I now know I needed to do more. I needed to face the demons in my life. If you are ignoring trauma, it doesn’t go away. It feeds off of you. And it grows. And grows. And grows some more. The only way to euthanize it and take back your life is to pull it out from under the rocks and face it down.

I heard about the CAMINO years ago. I took part in the 2007 Great Canadian Winter Novel Marathon at the Pickering Public Library and two of the other participants were this dynamic woman and comical man who, together, formed this kind of Superhero Duo. They were writing a novel together. At the time, the concept kind of blew me away.

The duo were Sue Kenney and Bruce Pirrie. I later learned about the Camino through Sue. AND since I first heard about it, I knew I had to walk it. I knew in my heart. I knew in my soul. I knew in that place where you just know. The Camino called out to me. I’ve since learned that one really doesn’t choose the Camino. The Camino chooses you. When it is your time to take the walk, you will know. It will become not just thing that you once heard about, but this thumping thriving living breathing thing inside you…a force that tells you to cross an ocean. When the Camino knocks, you put down your things, find the nearest walking stick, and start waking. <<that was a fortunate spelling error–I accidentally left out the l in walking. I think it’s kind of apropos, though…don’t you.

Turns out, since the first time I met Sue, she has discovered her own new callings.
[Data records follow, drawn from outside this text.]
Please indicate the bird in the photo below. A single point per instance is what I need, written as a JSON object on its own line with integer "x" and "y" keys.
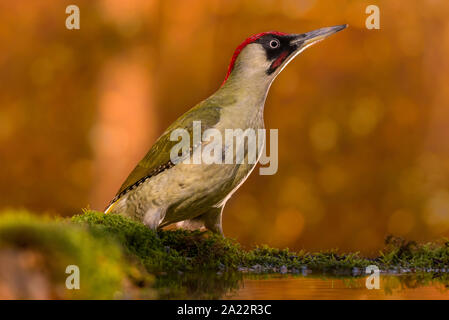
{"x": 161, "y": 190}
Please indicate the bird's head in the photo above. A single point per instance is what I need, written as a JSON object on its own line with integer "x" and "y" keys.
{"x": 261, "y": 57}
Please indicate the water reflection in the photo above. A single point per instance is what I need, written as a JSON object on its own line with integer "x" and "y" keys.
{"x": 279, "y": 287}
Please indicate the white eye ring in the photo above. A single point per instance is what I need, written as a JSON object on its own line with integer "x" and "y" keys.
{"x": 274, "y": 44}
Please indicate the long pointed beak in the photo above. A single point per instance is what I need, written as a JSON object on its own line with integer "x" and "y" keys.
{"x": 309, "y": 38}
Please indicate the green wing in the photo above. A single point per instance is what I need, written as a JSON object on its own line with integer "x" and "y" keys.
{"x": 158, "y": 158}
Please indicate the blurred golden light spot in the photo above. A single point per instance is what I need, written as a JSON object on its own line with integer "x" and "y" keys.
{"x": 8, "y": 124}
{"x": 332, "y": 178}
{"x": 248, "y": 212}
{"x": 296, "y": 9}
{"x": 41, "y": 71}
{"x": 401, "y": 222}
{"x": 288, "y": 226}
{"x": 365, "y": 116}
{"x": 301, "y": 195}
{"x": 404, "y": 111}
{"x": 324, "y": 135}
{"x": 78, "y": 172}
{"x": 437, "y": 211}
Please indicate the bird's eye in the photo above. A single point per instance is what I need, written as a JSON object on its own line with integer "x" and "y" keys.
{"x": 274, "y": 44}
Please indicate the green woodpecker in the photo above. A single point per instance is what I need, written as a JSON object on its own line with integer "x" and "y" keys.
{"x": 161, "y": 191}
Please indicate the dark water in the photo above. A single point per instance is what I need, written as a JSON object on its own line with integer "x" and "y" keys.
{"x": 314, "y": 286}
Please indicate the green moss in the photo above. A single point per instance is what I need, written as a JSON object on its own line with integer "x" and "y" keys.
{"x": 40, "y": 249}
{"x": 180, "y": 250}
{"x": 116, "y": 256}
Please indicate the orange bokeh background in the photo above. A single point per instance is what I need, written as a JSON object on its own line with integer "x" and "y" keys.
{"x": 363, "y": 117}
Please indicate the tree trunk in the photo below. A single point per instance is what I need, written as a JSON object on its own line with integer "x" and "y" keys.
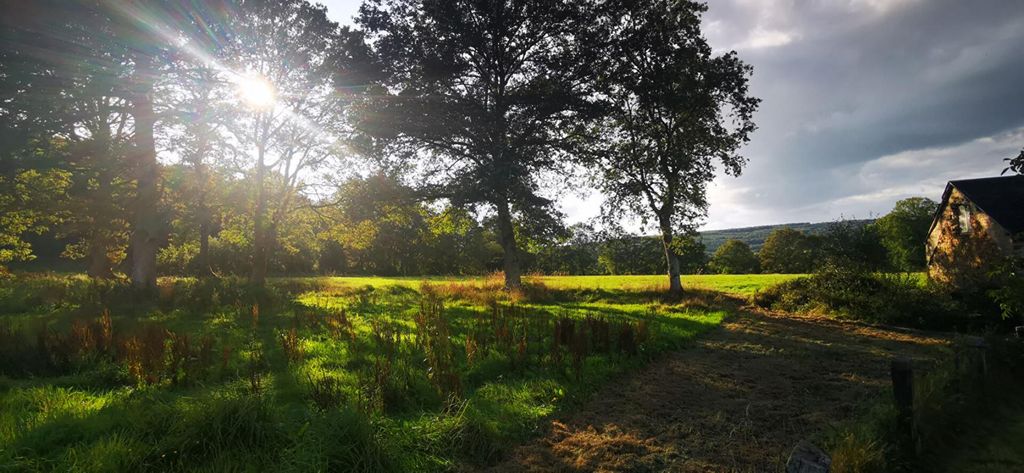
{"x": 506, "y": 237}
{"x": 146, "y": 226}
{"x": 203, "y": 259}
{"x": 258, "y": 275}
{"x": 671, "y": 259}
{"x": 99, "y": 265}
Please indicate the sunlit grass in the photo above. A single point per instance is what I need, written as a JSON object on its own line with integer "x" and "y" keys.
{"x": 731, "y": 284}
{"x": 95, "y": 419}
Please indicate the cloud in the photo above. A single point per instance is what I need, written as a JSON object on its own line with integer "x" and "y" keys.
{"x": 864, "y": 102}
{"x": 869, "y": 101}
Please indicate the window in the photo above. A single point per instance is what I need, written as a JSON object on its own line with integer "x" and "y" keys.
{"x": 963, "y": 213}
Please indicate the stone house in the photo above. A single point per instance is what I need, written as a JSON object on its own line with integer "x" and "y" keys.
{"x": 979, "y": 223}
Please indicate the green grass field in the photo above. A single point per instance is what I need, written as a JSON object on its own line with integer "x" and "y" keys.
{"x": 739, "y": 285}
{"x": 341, "y": 374}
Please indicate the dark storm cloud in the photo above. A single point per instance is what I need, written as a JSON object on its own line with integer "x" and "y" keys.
{"x": 865, "y": 101}
{"x": 848, "y": 84}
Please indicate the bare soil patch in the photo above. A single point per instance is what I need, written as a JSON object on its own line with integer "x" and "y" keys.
{"x": 737, "y": 401}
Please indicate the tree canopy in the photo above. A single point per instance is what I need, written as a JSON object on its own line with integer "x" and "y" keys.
{"x": 676, "y": 111}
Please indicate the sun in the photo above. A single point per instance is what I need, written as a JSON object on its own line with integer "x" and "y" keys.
{"x": 256, "y": 91}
She now guides tours through the Camino. CLICK HERE TO LEARN ABOUT HER MAY, 2014 GROUP CAMINO JOURNEY.

I have quite a bit of baggage to shed. And I have this rock I must leave along the Camino. I must leave it there, like others who find themselves lost in the desert must have a drink of water. I took the rock away with me when I left a Male Survivor Weekend of Recovery retreat. The rock is from a mountain top in Ohio, U.S.A. This summer, I had a moment when I knew I should leave it at our fire-pit in Muskoka, Ontario, Canada. But now I know I was wrong. Or, perhaps it only wanted to spend a season in Muskoka. Before I head for the Camino in May, I’m heading up to Muskoka to retrieve the rock.

You may think, “It’s only a rock. Why’s he making such a big deal?” A Weekend of Recovery retreat sees some thirty men participate in a fully interactive program to help them along the journey of recovery from the scars of sexual abuse. The larger group breaks down into smaller groups…and it is in these smaller groups that each participant chooses a rock from the grounds of the facility (which, for me, was at Hope Springs, in Peebles, Ohio). It is what these smaller groups do with the rocks that give them power and meaning. Each participant of the smaller group holds each rock in their hands. This symbolizes the strength we have together. Each participant walks away with a rock that was in the hands of each survivor in their small group.

Believe me…when I’m having a bad day, getting that rock out and holding onto it…it helps me to reflect on the weekend and what I learned there. I have been to Hope Springs two times. The first year, one of the other members in my small group actually gave me HIS rock. I’ve had it in my pocket every single day since October, 2011. I’m sure I’ll never be without it. But the rock I received the following year, I felt that I needed to plant it somewhere significant. And I thought maybe leaving it in that significant place would give all of us in that year’s small group a degree of power. I would be leaving a piece of US in that place.

I honestly thought Muskoka was the final resting place of that rock. But now I know differently. I’m walking the Camino to place it at the Cruz del Ferro site. This site is an iron cross atop an enormous pile of stones…stones left over the centuries by past pilgrims. This is the place I need to deliver my rock to…and in-turn deliver my brother survivors to.